Experimentan para mantener su lugar

Los clavadistas mexicanos suelen tener en su lista un salto de alto grado de dificultad, lo que les ha dado medallas.

Ciudad de México

En los clavados, un salto con alto grado de dificultad puede marcar la diferencia en una competencia e incluso impulsar a un deportista al podio, por lo que los competidores constantemente modifican y arriesgan en las ejecuciones para trascender.

En México, hay dos casos donde un clavado de notable grado de dificultad significó medalla. Paola Espinosa con el salto 307C (tres y media vueltas en holandés), con valor de 3.1 recibió calificaciones de 10 en el Mundial de Roma 2009, lo que la impulsó al primer sitio en su tercer intento, lugar que mantuvo para ganar en la plataforma de 10 metros.

Mientras que Iván García y Germán Sánchez presentaron en los Olímpicos de Londres 2012 el clavado 409 C (cuatro vueltas y media adentro en posición C) con valor de 4.1, el cual ejecutaron en su cuarto turno y los mandó al segundo sitio, lugar que mantuvieron hasta el final.

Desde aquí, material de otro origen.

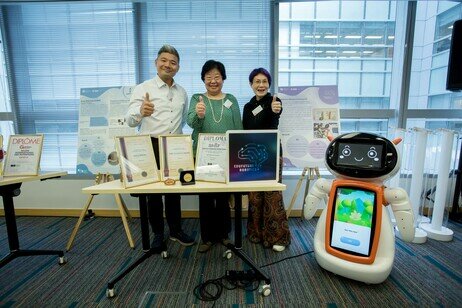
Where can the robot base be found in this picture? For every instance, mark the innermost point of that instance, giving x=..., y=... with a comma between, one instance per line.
x=373, y=273
x=444, y=235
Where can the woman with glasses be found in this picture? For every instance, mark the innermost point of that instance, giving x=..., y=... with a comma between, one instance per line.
x=213, y=112
x=267, y=222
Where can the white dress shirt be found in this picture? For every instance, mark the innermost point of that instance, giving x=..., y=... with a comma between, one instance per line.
x=170, y=108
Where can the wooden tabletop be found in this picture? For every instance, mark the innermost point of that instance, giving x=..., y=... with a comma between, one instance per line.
x=8, y=180
x=116, y=187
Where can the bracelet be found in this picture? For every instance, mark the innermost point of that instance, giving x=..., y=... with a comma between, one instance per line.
x=169, y=182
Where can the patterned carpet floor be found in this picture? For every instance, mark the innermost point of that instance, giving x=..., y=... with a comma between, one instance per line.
x=425, y=275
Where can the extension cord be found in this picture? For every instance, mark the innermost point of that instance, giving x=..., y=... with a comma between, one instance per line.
x=249, y=275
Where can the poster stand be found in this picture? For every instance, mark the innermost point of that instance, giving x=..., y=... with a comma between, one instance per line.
x=311, y=173
x=124, y=213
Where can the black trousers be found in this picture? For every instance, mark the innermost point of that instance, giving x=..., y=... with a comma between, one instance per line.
x=156, y=206
x=215, y=217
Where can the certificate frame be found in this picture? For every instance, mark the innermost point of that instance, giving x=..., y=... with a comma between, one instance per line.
x=211, y=155
x=137, y=161
x=175, y=155
x=253, y=156
x=23, y=155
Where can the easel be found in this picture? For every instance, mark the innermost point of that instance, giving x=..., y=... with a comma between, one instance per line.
x=311, y=173
x=104, y=178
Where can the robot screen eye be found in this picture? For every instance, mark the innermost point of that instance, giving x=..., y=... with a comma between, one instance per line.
x=360, y=155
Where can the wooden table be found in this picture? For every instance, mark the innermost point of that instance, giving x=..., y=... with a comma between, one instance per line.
x=116, y=187
x=9, y=188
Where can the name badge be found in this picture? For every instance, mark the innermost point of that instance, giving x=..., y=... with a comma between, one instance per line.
x=257, y=110
x=228, y=103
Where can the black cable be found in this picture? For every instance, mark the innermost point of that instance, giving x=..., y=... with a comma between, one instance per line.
x=287, y=258
x=211, y=290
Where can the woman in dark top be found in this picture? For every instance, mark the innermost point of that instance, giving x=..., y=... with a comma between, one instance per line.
x=267, y=222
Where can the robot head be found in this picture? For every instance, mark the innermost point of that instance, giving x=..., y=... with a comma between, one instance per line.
x=362, y=156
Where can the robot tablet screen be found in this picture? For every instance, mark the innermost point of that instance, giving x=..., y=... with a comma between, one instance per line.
x=353, y=221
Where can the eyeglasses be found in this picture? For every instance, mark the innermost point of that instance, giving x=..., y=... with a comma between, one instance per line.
x=210, y=78
x=259, y=82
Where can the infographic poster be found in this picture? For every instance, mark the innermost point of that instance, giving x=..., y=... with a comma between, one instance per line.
x=101, y=119
x=309, y=114
x=253, y=155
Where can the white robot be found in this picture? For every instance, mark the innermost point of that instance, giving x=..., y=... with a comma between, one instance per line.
x=354, y=236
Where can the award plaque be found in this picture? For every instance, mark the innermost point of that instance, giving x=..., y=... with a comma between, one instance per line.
x=187, y=177
x=175, y=153
x=23, y=156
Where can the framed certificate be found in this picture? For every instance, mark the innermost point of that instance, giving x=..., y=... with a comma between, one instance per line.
x=23, y=155
x=211, y=158
x=253, y=155
x=137, y=161
x=176, y=155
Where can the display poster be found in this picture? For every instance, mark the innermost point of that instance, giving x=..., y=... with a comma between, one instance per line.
x=101, y=118
x=175, y=152
x=211, y=158
x=309, y=114
x=23, y=155
x=137, y=160
x=253, y=155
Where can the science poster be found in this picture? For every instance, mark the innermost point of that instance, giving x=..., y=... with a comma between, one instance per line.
x=310, y=113
x=101, y=119
x=253, y=155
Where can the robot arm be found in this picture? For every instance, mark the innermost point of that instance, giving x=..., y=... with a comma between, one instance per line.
x=319, y=191
x=399, y=202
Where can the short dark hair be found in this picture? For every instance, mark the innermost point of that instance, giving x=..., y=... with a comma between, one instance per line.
x=210, y=65
x=257, y=71
x=168, y=49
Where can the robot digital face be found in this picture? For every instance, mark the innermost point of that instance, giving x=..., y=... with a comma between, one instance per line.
x=360, y=155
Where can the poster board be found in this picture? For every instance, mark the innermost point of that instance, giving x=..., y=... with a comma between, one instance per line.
x=23, y=155
x=137, y=161
x=211, y=158
x=253, y=155
x=101, y=119
x=309, y=114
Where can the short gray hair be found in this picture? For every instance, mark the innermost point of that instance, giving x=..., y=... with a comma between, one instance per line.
x=168, y=49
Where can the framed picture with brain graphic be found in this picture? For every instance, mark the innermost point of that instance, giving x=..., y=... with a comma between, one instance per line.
x=253, y=155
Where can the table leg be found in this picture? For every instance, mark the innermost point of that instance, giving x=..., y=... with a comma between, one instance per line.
x=237, y=246
x=8, y=192
x=79, y=222
x=122, y=210
x=148, y=251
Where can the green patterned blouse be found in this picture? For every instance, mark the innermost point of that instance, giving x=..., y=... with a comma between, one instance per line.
x=220, y=116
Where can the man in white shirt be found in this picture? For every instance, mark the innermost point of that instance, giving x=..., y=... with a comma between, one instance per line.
x=159, y=106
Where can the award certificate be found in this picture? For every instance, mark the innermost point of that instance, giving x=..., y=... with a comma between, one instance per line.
x=175, y=153
x=137, y=160
x=211, y=158
x=23, y=155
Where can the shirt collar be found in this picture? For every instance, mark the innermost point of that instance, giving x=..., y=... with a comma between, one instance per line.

“Ya en el nivel competitivo no nada más son los chinos, sino los mexicanos, los canadienses, los que estamos peleando un lugar y eso se debe a que el nivel está subiendo, estamos cambiando el grado de dificultad y todos queremos estar entre los mejores”, declaró Espinosa.

La sudcaliforniana volverá a practicar desde la plataforma el clavado de tres y media vueltas en holandés, ya que volvió a recibir el grado de 3.1, porque después de haber ganado el Mundial en el 2009 bajó a 3.0.

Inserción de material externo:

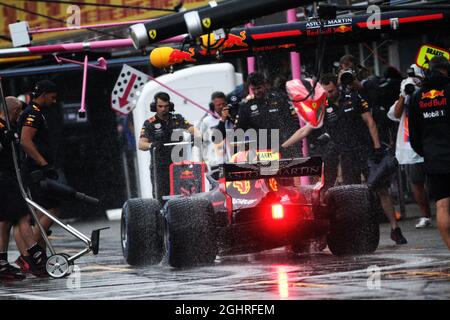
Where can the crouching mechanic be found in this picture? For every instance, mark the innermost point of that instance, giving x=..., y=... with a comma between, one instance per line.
x=429, y=132
x=13, y=209
x=35, y=143
x=157, y=131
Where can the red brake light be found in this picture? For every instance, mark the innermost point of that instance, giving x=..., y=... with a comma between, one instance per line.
x=277, y=211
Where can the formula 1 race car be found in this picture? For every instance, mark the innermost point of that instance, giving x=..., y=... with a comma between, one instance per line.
x=257, y=206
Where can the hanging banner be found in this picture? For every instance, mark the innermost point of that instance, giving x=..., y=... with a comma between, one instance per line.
x=12, y=11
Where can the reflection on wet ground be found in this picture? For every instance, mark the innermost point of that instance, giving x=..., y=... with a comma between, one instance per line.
x=419, y=270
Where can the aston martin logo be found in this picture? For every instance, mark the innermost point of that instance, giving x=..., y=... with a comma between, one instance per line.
x=206, y=22
x=152, y=34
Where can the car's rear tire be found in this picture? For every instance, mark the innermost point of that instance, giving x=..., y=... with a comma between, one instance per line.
x=142, y=232
x=354, y=227
x=191, y=232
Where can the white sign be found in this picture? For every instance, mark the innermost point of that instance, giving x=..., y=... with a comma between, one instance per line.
x=127, y=89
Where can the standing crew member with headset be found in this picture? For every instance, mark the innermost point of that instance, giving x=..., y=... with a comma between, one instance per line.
x=429, y=133
x=213, y=154
x=13, y=209
x=157, y=131
x=35, y=143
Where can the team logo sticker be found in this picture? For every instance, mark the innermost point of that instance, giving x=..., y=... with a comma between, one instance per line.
x=152, y=34
x=206, y=22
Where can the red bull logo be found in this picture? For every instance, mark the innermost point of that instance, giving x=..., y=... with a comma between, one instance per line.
x=342, y=29
x=178, y=56
x=432, y=94
x=187, y=174
x=235, y=41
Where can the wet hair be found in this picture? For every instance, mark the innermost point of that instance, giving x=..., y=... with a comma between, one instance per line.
x=218, y=94
x=328, y=78
x=162, y=96
x=44, y=86
x=256, y=79
x=12, y=103
x=439, y=63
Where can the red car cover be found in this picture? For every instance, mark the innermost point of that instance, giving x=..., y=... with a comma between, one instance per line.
x=312, y=109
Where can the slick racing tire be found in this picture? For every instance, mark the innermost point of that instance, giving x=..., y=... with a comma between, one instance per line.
x=142, y=232
x=354, y=227
x=191, y=233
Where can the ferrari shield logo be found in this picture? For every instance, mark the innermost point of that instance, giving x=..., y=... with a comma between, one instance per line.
x=206, y=22
x=152, y=34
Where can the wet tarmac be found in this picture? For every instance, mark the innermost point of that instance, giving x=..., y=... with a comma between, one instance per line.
x=418, y=270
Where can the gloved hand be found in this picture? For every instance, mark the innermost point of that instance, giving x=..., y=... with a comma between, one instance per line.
x=323, y=139
x=378, y=154
x=50, y=172
x=157, y=144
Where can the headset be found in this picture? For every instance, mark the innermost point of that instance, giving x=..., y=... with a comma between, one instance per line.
x=215, y=95
x=163, y=96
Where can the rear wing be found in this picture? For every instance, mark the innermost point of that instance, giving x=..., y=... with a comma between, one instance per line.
x=297, y=167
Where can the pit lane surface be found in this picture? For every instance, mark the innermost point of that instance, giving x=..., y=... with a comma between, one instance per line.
x=418, y=270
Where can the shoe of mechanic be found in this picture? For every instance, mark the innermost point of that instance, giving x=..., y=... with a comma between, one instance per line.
x=423, y=223
x=397, y=236
x=10, y=273
x=34, y=263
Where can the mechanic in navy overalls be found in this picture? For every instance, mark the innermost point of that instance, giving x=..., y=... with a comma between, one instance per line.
x=157, y=131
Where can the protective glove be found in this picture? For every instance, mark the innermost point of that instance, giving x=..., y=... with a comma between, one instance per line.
x=157, y=144
x=50, y=172
x=7, y=137
x=378, y=155
x=323, y=139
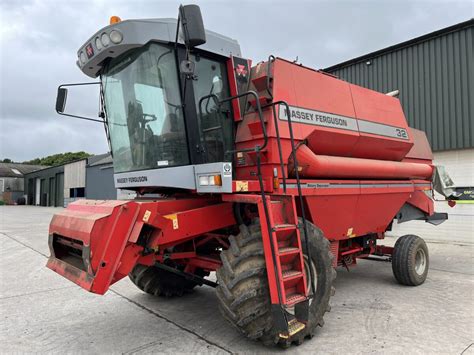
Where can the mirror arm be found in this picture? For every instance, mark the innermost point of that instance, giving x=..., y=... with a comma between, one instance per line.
x=75, y=116
x=81, y=117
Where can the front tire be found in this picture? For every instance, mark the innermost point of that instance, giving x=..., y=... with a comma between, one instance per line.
x=243, y=294
x=410, y=260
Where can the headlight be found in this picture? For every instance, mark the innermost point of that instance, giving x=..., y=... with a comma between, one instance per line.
x=203, y=180
x=98, y=43
x=116, y=36
x=83, y=58
x=105, y=39
x=210, y=180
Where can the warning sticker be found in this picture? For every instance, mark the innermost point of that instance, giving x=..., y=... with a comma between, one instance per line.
x=174, y=218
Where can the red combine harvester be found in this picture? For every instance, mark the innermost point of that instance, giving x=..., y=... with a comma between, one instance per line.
x=271, y=175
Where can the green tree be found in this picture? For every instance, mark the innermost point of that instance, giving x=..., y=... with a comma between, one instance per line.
x=58, y=159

“Tengo una buena lista, tanto del trampolín de tres metros como el de la plataforma es un buen momento porque volvieron a subir el grado de dificultad a un clavado que le habían bajado antes de los Juegos Olímpicos, eso me ayuda a seguir adelante e intentar subir a podios mundiales”, dijo la clavadista.

Además, los entrenadores buscan arriesgarse y es la idea de Iván Bautista con sus pupilos.

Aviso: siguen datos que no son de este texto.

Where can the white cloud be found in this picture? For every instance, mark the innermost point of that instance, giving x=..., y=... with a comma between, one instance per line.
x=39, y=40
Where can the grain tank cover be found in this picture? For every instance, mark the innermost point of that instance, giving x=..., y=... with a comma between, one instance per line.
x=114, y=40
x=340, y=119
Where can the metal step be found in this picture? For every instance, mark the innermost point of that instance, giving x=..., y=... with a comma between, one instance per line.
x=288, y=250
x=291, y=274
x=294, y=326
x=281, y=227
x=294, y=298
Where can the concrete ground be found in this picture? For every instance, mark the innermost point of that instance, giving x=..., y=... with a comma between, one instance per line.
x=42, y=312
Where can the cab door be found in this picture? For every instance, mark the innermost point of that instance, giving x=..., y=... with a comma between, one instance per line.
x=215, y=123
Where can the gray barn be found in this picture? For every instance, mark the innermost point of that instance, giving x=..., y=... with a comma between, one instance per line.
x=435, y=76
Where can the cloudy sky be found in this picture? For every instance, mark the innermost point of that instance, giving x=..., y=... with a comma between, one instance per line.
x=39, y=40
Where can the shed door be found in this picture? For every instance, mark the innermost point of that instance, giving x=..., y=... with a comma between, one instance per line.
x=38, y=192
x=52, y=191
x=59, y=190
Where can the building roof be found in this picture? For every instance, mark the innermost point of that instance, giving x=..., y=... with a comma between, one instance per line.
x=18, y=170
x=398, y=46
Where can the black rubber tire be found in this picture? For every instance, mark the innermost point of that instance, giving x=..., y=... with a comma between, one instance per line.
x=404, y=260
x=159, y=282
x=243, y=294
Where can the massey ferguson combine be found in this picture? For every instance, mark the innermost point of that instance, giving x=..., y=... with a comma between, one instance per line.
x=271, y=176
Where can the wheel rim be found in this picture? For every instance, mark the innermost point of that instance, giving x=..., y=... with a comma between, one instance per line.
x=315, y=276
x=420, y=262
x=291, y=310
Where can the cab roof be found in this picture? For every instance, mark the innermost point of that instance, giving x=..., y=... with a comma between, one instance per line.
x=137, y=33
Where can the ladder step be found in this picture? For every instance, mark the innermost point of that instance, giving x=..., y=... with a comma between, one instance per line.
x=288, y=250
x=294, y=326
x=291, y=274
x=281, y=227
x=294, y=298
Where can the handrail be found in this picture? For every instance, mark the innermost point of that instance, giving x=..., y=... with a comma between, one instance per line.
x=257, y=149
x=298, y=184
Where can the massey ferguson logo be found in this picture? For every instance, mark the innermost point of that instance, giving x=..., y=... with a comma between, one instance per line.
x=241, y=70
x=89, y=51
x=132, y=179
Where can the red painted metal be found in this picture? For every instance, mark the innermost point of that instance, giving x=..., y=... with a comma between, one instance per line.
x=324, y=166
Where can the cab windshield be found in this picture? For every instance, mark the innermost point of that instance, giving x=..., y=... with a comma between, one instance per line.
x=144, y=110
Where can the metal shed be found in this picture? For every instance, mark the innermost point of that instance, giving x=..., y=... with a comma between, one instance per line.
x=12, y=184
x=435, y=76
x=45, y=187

“Mucha gente dice que aumentar el grado es el factor importante y lo voy a seguir haciendo por las generaciones futuras que querrán intentar otros clavados más difíciles, que ellos vean que trabajando e intentando sí se puede y quiero dejar ese legado para los niños que vienen incorporándose. Por lo pronto, estoy buscando con Iván García más grado de dificultad, esta vez voy a usarlo para jalar a Germán Sánchez con el clavado de cuatro y media al frente en B”, dijo Bautista.

Sin embargo, los saltarines son conscientes de que no solo con un clavado se puede ganar una medalla, sino que deben tener una buena base de intentos.

“Es importante implementar nuevos saltos si quieres seguir buscando o cosechando medallas y hemos visto que otros clavadistas están haciendo cosas nuevas. Sin embargo, no se gana solo con un clavado, hay que seguir trabajando también con los demás. Debes verificar si te conviene o no, si estás haciendo buenos puntos con los otros clavados y ya depende de ti si buscas algo más”, señaló Sánchez.

El salto con mayor grado de dificultad que buscan implementar suelen ejecutarlo en competencias donde no arriesgan mucho el valor del resultado y así miden si les reditúa.

“La serie que tengo en tres metros es bastante competitiva, tengo un clavado que hice en las dos primeras fechas de la Serie Mundial de dos vueltas y media con tres giros y que vale 3.9, pero falta pulirlo. Ese salto me puede dar 80 o 90 puntos y todavía está en calificaciones de siete, falta poco para que me salga mejor”, explicó Rommel Pacheco.   

EL DATO

La calificación se da con la evaluación de los jueces del salto, se elimina la menor y la mayor, se suma el resto y se multiplica por el grado de dificultad.